An error in the admission or the exclusion of evidence, an error in a ruling or order, or an error or defect in anything done or omitted by the court or by the parties is not ground for granting a new trial, [or] for setting aside a verdict,... unless refusal to take this action appears to the court inconsistent with substantial justice. [MCR 2.613(A).]

The majority makes no attempt to explain how the errors it discerns from this record resulted in a jury verdict that was “inconsistent with substantial justice.”

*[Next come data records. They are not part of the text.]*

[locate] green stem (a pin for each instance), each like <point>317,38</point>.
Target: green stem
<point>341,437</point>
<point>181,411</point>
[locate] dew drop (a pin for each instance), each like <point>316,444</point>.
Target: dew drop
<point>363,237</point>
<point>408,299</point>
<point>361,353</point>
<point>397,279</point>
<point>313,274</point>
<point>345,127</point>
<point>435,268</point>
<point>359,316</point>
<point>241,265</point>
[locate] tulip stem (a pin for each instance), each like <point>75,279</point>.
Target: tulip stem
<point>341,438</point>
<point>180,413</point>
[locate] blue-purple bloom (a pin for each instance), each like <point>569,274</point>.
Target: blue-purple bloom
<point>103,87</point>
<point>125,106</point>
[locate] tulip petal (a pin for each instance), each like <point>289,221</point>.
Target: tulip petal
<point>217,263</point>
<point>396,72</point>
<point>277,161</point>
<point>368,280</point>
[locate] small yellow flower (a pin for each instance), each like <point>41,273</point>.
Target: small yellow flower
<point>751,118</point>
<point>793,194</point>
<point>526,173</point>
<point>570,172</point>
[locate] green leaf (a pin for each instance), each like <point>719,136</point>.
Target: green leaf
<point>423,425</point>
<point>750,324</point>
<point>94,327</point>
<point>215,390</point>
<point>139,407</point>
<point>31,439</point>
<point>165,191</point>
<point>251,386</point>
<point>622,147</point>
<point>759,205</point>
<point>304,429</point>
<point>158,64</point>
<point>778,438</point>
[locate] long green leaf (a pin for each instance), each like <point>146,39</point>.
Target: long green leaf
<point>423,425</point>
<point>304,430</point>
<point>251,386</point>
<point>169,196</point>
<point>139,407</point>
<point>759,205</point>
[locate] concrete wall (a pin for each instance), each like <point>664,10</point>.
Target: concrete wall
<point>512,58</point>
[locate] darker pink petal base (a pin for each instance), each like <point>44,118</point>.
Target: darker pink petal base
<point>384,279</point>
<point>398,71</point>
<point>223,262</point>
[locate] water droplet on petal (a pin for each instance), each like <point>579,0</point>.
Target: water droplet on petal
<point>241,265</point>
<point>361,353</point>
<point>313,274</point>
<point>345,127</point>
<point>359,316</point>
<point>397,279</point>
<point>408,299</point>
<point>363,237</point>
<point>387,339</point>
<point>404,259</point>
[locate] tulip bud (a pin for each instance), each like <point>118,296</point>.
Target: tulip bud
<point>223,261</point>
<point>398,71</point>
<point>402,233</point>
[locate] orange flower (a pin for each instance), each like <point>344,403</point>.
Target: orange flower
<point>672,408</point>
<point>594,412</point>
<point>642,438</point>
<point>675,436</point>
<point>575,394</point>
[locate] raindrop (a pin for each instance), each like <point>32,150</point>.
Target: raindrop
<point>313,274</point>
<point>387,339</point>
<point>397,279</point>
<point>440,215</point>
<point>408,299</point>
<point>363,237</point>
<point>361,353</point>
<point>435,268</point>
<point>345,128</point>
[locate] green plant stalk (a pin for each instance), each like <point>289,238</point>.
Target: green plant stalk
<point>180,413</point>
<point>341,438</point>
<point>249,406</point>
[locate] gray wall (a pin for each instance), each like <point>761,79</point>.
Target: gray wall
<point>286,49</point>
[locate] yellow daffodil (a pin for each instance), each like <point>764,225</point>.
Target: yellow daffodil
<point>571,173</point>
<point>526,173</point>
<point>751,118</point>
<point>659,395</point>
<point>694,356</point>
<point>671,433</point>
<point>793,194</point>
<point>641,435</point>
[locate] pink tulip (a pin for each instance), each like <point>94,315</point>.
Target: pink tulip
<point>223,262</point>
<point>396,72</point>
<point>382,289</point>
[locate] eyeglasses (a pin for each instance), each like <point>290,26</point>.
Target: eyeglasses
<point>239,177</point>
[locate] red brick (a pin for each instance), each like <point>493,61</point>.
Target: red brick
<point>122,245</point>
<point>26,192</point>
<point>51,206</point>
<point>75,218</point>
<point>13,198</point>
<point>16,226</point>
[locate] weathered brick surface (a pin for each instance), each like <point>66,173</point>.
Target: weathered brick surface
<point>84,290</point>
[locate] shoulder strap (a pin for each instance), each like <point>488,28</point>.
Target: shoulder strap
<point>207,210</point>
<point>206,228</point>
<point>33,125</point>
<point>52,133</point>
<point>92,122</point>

A fair reading of the lengthy record in this case demonstrates the exact opposite. The decedent presented to Dr. Stockson complaining only of the kind of respiratory problems that are commonplace during Michigan winters, for which he had received partially successful treatment from other caregivers over the preceding months. His chief complaint was not chest pain. In response, Dr. Stockson took some action, but she failed to take other actions that plaintiffs experts later contended should have been taken. The jurors heard lengthy testimony and argument from both sides about whether Dr. Stockson acted appropriately as a family-medicine specialist practicing in an urgent-care setting. The jury determined, in response to the first question presented on the verdict form, that Dr. Stock-*318son was simply not negligent, and it rendered a verdict in favor of defendants accordingly.

The rule governing our review recognizes that no trial is perfect and allows us to disturb such a jury verdict only if it is “inconsistent with substantial justice.” This is far from that kind of a case, and we should affirm.

I disagree with the majority in its conclusion that “Dr. Stockson’s ... board certification as a family practitioner would not be relevant to the standard of care” because it is directly contrary to the clear statutory directive that board certification is of paramount concern. Reeves v Carson City Hosp (On Remand), 274 Mich App 622, 630; 736 NW2d 284 (2007), on which the majority relies, did not consider the statute in this regard. Instead Reeves merely assumed, without any discussion whatsoever, that a board-certified family-medicine specialist working in the emergency room of a hospital could be held to an emergency-medicine standard of care. Moreover, common sense suggests there are large differences between an urgent-care (or, as some call it, “doc in a box”) facility such as that at issue here and a hospital emergency room such as that in Reeves. See, e.g., Lutz v Mercy Mt Clemens Corp, unpublished opinion per curiam of the Court of Appeals, issued December 20, 2005 (Docket No. 261465), p 3 (stating that “clearly it is unreasonable to equate urgent care with emergency medicine”).